Radikale Zystektomie. Patienten mit muskelinvasivem Urothelkarzinom der Harnblase sollten ebenso wie solche mit rezidivierenden Ta/T1-HG-Tumoren beziehungsweise BCG-Versager, sofern der Allgemeinzustand eine solche zulässt, einer radikalen Zystektomie zugeführt werden. Diese umfasst bei Männern die En-bloc-Entfernung von Blase und Prostata, bei Frauen die vordere Exenteration mit Zystektomie, Hysterektomie und Entfernung der Urethra, weiters eine pelvine Lymphadenektomie sowie die Harnableitung, meist mittels Ileumconduit und Urostomaversorgung im rechten Unterbauch oder mit einer orthotopen Neoblase aus Dünn- oder Dickdarm und Wiederanschluss an die Urethra, wobei hier eine Vielzahl an verschiedenen OP-Methoden beschrieben sind. Die Operation ist, vor allem aufgrund des oft fortgeschrittenen Patientenalters und den häufig bestehenden Komorbiditäten, mit einer erheblichen Komplikationsrate verbunden, weshalb der Eingriff an Abteilungen, die über hohe OP-Zahlen verfügen, durchgeführt werden sollte. Die perioperative Mortalität liegt an erfahrenen Zentren bei circa 3 %.
Neoadjuvante Chemotherapie.
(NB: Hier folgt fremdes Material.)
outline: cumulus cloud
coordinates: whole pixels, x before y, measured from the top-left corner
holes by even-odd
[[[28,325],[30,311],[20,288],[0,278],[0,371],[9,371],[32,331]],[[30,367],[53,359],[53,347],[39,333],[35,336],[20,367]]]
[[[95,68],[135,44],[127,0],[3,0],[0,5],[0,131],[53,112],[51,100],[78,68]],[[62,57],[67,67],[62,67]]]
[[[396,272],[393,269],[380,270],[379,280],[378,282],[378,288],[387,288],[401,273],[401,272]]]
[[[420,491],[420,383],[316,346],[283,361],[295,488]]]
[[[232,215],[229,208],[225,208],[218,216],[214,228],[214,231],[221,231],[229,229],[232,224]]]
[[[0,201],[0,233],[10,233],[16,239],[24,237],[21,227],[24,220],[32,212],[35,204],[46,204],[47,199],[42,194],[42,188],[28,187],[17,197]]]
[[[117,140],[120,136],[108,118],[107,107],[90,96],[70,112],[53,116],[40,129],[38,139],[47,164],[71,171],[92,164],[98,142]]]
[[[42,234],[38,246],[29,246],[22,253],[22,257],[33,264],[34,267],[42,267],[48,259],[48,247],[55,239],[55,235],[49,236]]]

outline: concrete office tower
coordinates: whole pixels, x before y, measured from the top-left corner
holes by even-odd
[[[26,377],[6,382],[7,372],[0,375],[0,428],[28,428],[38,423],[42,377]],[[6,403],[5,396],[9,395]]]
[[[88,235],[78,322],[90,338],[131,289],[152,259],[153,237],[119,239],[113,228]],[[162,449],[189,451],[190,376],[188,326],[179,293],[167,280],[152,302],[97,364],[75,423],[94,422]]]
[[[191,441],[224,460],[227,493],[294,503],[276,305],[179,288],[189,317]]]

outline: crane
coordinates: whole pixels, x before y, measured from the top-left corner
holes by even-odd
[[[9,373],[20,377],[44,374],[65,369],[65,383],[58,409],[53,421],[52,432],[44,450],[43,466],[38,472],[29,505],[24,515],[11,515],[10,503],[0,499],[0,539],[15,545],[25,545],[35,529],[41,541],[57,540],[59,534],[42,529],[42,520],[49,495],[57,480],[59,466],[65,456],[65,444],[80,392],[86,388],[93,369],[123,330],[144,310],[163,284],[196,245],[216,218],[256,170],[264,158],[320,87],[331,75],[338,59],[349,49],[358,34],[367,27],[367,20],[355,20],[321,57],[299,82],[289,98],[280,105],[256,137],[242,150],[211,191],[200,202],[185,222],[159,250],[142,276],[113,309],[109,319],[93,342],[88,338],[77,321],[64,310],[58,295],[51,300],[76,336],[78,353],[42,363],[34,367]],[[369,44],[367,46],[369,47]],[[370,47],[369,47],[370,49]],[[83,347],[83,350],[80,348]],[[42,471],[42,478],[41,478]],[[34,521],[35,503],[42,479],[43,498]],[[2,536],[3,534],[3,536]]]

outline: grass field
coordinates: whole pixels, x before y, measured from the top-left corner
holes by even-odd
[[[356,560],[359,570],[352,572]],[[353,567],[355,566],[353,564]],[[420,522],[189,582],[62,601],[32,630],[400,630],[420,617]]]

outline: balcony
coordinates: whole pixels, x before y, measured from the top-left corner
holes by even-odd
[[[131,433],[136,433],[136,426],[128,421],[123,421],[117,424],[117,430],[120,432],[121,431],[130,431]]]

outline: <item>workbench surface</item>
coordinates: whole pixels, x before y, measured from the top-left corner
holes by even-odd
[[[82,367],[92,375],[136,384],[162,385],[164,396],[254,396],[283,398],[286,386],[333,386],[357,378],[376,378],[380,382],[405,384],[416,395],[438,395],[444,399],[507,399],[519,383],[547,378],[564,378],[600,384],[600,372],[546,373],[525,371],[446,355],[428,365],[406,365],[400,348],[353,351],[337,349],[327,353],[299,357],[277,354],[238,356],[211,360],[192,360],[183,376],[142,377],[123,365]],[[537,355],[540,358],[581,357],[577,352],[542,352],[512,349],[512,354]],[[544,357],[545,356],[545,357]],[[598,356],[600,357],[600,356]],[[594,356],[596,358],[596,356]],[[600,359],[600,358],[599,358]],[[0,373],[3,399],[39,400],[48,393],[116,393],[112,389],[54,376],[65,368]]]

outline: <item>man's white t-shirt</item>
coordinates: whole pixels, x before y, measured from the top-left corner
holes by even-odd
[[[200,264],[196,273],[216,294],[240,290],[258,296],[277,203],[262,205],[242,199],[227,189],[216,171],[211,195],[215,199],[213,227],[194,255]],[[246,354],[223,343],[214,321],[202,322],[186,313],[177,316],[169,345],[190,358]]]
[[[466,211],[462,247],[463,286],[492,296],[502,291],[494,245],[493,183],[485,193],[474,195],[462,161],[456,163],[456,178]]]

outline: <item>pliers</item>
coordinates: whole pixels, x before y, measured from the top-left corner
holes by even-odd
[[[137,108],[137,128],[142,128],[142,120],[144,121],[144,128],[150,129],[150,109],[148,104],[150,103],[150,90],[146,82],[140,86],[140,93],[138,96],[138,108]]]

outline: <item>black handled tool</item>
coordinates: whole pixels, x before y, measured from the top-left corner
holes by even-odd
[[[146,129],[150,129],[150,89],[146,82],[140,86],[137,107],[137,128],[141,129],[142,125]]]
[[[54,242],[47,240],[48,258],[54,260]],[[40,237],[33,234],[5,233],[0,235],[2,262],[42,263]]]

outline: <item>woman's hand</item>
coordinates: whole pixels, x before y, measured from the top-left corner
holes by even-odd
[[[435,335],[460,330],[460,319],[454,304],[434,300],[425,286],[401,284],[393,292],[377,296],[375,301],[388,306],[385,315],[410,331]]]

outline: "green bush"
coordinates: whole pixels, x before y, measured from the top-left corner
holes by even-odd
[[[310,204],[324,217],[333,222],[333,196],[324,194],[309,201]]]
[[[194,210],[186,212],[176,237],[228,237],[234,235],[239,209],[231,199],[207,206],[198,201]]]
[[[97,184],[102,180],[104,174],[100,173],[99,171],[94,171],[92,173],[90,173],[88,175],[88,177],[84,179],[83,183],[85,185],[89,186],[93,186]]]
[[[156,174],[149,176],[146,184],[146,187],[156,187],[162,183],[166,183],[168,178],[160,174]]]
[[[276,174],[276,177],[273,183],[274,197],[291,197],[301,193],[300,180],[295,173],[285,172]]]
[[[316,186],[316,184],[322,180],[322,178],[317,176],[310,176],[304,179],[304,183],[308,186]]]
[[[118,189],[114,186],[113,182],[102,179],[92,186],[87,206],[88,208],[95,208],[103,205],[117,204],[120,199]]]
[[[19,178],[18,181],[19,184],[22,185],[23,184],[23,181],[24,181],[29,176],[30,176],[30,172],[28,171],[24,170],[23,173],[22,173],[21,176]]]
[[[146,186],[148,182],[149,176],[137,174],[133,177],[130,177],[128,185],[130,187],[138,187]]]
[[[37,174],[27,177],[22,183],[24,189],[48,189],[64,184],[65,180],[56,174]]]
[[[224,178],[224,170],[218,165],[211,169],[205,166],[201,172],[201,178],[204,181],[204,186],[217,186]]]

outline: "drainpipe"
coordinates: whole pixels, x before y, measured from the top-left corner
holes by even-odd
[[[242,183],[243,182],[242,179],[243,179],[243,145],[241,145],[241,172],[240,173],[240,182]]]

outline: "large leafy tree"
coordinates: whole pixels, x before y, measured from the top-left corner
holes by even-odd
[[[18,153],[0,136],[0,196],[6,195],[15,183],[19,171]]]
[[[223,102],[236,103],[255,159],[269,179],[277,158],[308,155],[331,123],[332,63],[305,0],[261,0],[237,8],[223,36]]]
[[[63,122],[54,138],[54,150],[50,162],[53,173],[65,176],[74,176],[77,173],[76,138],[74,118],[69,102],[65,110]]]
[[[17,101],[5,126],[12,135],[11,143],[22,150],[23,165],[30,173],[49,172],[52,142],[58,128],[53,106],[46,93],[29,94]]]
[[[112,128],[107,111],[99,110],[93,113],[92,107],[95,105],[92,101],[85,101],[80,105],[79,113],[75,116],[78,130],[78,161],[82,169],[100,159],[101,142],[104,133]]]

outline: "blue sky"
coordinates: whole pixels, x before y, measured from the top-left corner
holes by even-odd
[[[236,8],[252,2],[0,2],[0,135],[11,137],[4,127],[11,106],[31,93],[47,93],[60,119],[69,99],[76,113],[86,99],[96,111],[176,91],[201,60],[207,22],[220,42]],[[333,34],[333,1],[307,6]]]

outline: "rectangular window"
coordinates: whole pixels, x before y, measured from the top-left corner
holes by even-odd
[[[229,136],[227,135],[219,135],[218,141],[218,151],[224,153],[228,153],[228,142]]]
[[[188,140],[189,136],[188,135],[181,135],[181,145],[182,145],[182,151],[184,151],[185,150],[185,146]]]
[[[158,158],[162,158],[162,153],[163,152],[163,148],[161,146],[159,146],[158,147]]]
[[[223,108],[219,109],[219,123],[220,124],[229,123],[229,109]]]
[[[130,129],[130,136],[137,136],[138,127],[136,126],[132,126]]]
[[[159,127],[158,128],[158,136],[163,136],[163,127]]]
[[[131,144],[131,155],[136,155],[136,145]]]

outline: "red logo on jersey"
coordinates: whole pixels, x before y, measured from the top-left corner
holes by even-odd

Nichtsdestotrotz verspricht die Zystektomie nur eine 5-Jahres-Überlebensrate von circa 50 %, weshalb sich in den letzten Jahren die neoadjuvante cisplatinbasierte Chemotherapie, sofern aufgrund der Nierenfunktion möglich, etabliert hat, welche das Langzeitüberleben um circa 5 % erhöht.
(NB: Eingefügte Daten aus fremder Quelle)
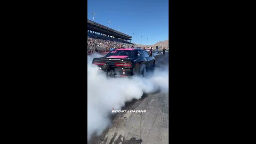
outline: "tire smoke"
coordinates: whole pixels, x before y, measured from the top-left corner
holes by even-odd
[[[140,99],[143,93],[169,93],[167,65],[156,68],[145,77],[107,78],[104,71],[92,64],[94,58],[100,57],[98,53],[87,57],[87,140],[111,125],[112,108],[121,110],[126,102]]]

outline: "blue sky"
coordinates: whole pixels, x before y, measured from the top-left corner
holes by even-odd
[[[132,37],[132,42],[154,44],[169,39],[168,0],[88,0],[87,19]],[[134,35],[133,34],[134,33]],[[148,38],[148,40],[147,39]]]

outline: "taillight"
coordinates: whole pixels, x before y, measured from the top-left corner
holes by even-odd
[[[116,66],[130,67],[132,66],[132,63],[129,62],[116,62]]]
[[[96,65],[99,65],[99,66],[102,66],[102,65],[104,65],[105,63],[106,63],[106,62],[103,62],[103,61],[95,61],[93,62],[93,64]]]

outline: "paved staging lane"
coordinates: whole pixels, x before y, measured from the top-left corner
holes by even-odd
[[[156,67],[168,65],[169,52],[156,57]],[[146,113],[118,113],[111,127],[88,143],[168,143],[169,94],[144,94],[140,100],[127,102],[124,110],[147,110]]]

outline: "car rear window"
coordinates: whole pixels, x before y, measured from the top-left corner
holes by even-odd
[[[138,52],[135,51],[113,51],[108,53],[106,57],[111,55],[127,55],[129,57],[138,57]]]

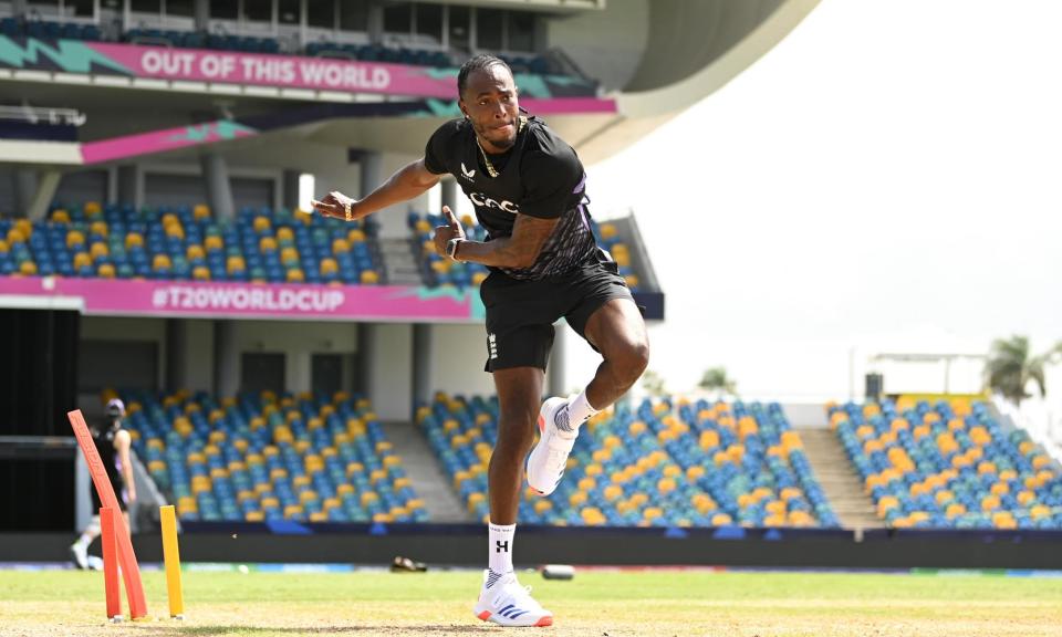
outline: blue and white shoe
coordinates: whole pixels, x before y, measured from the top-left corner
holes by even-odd
[[[483,571],[483,587],[472,613],[500,626],[552,626],[553,614],[531,597],[531,587],[521,586],[516,573],[498,575]]]
[[[577,428],[568,427],[568,398],[554,396],[539,410],[539,442],[528,456],[528,485],[539,495],[549,495],[561,483],[579,436]]]

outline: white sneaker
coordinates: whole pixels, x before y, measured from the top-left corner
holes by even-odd
[[[70,545],[70,560],[74,566],[84,571],[88,567],[88,551],[75,542]]]
[[[556,426],[559,414],[561,418],[568,417],[568,398],[554,396],[546,399],[539,410],[539,443],[528,456],[528,485],[539,495],[549,495],[561,483],[568,467],[568,455],[572,452],[575,437],[579,436],[577,429],[562,431]]]
[[[493,579],[493,582],[491,582]],[[488,588],[487,585],[491,584]],[[483,587],[472,613],[483,622],[501,626],[552,626],[553,614],[531,597],[531,587],[521,586],[516,573],[498,575],[483,571]]]

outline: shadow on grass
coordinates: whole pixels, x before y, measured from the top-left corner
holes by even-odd
[[[435,626],[136,626],[137,633],[148,636],[188,635],[481,635],[491,633],[487,625]]]

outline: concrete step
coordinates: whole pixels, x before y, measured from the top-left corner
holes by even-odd
[[[884,526],[874,503],[863,491],[863,480],[852,468],[834,432],[826,428],[799,428],[798,431],[815,478],[841,525],[856,530]]]
[[[450,479],[435,459],[428,441],[414,424],[389,422],[384,426],[384,432],[395,453],[402,456],[402,467],[417,497],[424,499],[431,522],[475,522],[450,488]]]

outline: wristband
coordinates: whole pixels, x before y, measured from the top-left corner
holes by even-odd
[[[449,258],[450,258],[451,260],[454,260],[454,261],[459,261],[459,259],[457,258],[457,247],[460,246],[461,242],[464,242],[464,241],[465,241],[465,239],[462,239],[462,238],[460,238],[460,237],[455,237],[455,238],[450,239],[449,241],[447,241],[447,242],[446,242],[446,255],[449,257]]]

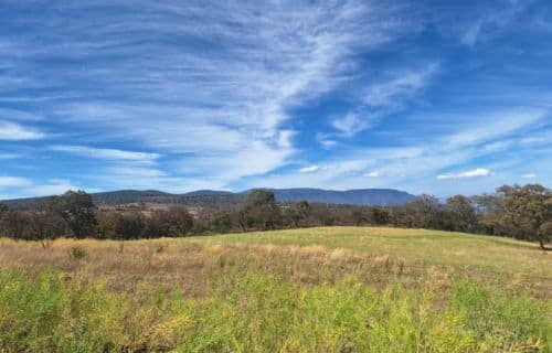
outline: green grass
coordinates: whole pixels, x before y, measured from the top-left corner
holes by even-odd
[[[392,228],[0,239],[0,352],[552,352],[550,292],[510,284],[550,264],[529,243]]]
[[[148,288],[0,275],[3,352],[523,352],[552,330],[528,296],[454,280],[449,299],[400,285],[381,292],[348,277],[298,288],[263,274],[202,300]]]
[[[194,237],[193,240],[321,245],[367,256],[391,256],[403,259],[406,265],[452,266],[552,280],[552,254],[539,250],[537,244],[465,233],[386,227],[317,227]]]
Insgesamt sind Patienten nach Radikaloperation eine Herausforderung und brauchen lebenslange uroonkologische Betreuung, einerseits wegen des Risikos der Entwicklung eines Urothelkarzinoms des oberen Harntrakts (3–5 %) oder der Urethra (circa 4,4 %), andererseits wegen möglicher funktioneller oder metabolischer Problemen als Folge der Harnableitung.
Alternativen zur Radikaloperation sind die sogenannte trimodale Therapie mit tiefer transurethraler Resektion gefolgt von einer Chemoradiatio, welche bei Patienten eingesetzt wird, die die Zystektomie ablehnen, oder die aufgrund des AZ für diese nicht infrage kommen. In ausgewählten Fällen ist die Blasenteilresektion eine Option, ist aber nicht zu den Standardverfahren zu zählen.
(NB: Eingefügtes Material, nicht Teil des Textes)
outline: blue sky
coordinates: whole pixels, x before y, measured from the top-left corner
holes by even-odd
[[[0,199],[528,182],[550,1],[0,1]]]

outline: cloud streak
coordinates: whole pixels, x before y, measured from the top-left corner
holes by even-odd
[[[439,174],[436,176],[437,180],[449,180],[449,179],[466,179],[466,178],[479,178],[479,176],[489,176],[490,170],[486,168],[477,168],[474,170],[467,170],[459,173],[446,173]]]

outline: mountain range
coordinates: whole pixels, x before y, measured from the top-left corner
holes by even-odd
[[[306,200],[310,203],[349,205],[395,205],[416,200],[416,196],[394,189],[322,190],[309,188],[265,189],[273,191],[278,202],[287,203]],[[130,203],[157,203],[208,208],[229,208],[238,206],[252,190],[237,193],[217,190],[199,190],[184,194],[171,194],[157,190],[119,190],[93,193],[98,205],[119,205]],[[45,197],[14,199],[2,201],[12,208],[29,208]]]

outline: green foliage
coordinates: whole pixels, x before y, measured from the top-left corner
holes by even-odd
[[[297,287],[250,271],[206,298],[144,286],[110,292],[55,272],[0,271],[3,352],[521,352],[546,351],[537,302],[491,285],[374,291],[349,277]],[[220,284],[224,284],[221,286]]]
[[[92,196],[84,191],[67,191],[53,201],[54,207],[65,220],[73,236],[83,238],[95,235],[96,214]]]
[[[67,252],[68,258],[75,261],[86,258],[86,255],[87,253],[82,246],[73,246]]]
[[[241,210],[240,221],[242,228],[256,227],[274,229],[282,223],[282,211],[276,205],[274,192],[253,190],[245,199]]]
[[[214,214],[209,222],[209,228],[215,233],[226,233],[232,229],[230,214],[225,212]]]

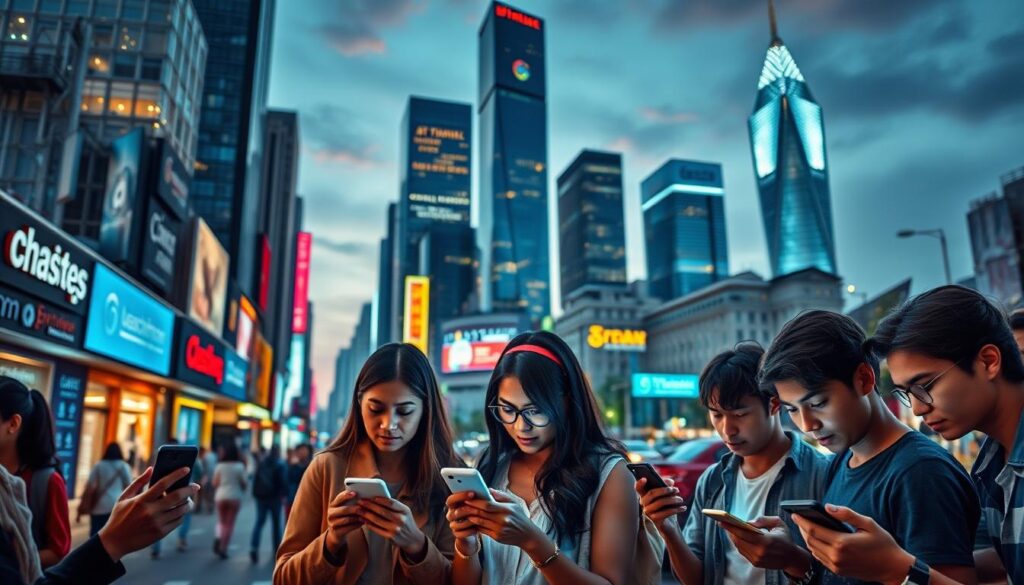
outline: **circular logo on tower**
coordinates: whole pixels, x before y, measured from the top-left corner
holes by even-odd
[[[118,298],[117,293],[111,293],[106,295],[106,301],[103,305],[103,331],[108,335],[114,335],[118,331],[118,327],[121,325],[120,318],[121,300]]]
[[[515,59],[512,61],[512,75],[519,81],[526,81],[529,79],[529,64],[522,59]]]

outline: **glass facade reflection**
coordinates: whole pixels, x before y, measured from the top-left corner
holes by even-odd
[[[672,300],[729,276],[721,165],[670,160],[640,192],[651,296]]]
[[[774,29],[774,17],[772,24]],[[773,37],[748,119],[772,274],[808,267],[836,274],[821,107],[793,55]]]
[[[551,312],[544,22],[494,2],[480,28],[480,305]]]
[[[626,284],[623,156],[584,151],[558,177],[562,304],[585,285]]]

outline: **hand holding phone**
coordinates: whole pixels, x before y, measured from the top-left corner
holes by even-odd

10–15% der Patienten haben zum Diagnosezeitpunkt bereits Metastasen; insgesamt beträgt die Rezidivrate nach radikaler Zystektomie bis 50 % mit entsprechend geringen 5-Jahres-Überlebensraten, wobei die Prognose bei regionären Lymphknotenmetastasen deutlich besser ausfällt als bei Fernabsiedelungen.
Die adjuvante oder palliative Standard-Chemotherapie ist cisplatinbasiert, wobei mehr als 50 % der Patienten dafür nicht infrage kommen, meist aufgrund einer bereits vorbestehenden Niereninsuffizienz. Alternativen sind Carboplatin oder die Immuntherapie mit Checkpoint-Inhibitoren, die vor allem auch in der Zweit- oder Drittlinie zum Einsatz kommen; dazu gehören die PD-1-Inhibitoren Pembrolizumab und Nivolumab sowie der PD-L1-Inhibitor Atezolizumab, zumindest bei entsprechend hoher PD-L1-Expression. Trotzdem liegt das mediane Überleben in der Zweitlinie nach platinhältiger Chemotherapie beim metastasierten Patienten nur im Bereich von einigen Monaten.